Community Health Centers of Burlington: Farm Share Program
2021 Grant Amount: $5,500
Community Health Centers of Burlington partners with the Vermont Youth Conservation Corps. and Blue Heron Farm to offer a Farm Share Program to patients identified as being at highest risk of experiencing food insecurity. The Farm Share Program’s objective is to facilitate weekly farm share distributions to identified at-risk patients, free of charge. Our Co-op Seedling Grant helped to fund this program in 2022. Patients who utilized this program appreciated the variety within the shares and what it meant to have food on the table for themselves and their families. Plus, patients often shared meals with their neighbors, families, and friends.

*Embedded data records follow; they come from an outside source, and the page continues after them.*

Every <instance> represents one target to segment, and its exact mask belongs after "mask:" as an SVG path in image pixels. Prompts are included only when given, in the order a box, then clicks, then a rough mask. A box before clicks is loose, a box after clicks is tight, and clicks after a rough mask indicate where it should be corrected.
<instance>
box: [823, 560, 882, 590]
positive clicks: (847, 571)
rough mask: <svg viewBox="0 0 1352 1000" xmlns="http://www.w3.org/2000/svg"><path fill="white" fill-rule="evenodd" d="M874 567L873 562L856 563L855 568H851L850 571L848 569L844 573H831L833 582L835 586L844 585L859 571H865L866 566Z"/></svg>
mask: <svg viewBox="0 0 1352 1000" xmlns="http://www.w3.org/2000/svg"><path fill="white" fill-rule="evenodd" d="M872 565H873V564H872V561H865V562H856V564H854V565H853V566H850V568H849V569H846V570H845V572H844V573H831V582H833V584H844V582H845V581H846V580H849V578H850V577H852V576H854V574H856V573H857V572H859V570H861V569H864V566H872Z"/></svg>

Through their connections with farm resources, patients also learned about other food security resources in the area, creating a positive multiplier effect.
Milk with Dignity Standards Council: Hierarchy of Controls Development, Air Purifier Installation, and Data Collection
2021 Grant Amount: $7,500
Most migrant farmworkers in Vermont’s dairy industry live in on-farm housing, often with poor air quality due to overcrowding, the use of gas stoves for cooking without adequate ventilation, or proximity to sawdust, manure storage, chemical storage, and other respiratory hazards. As part of its work to monitor and enforce standards for living conditions on Vermont dairy farms, the Milk with Dignity Standards Council has been conducting the first-ever data-based study of indoor air quality in farmworker housing. In 2022, City Market’s Seedling Grant enabled MDSC to expand air quality monitoring to more than 40 housing units. MDSC piloted different methods to create healthier indoor air for dairy workers, such as installation of new induction stoves, new range hoods, or new HEPA air purifiers. Workers’ feedback has been positive: after his first week with an air purifier, one farmworker contacted MDSC unprompted to say that he had already noticed that the air in his living space felt cleaner and healthier.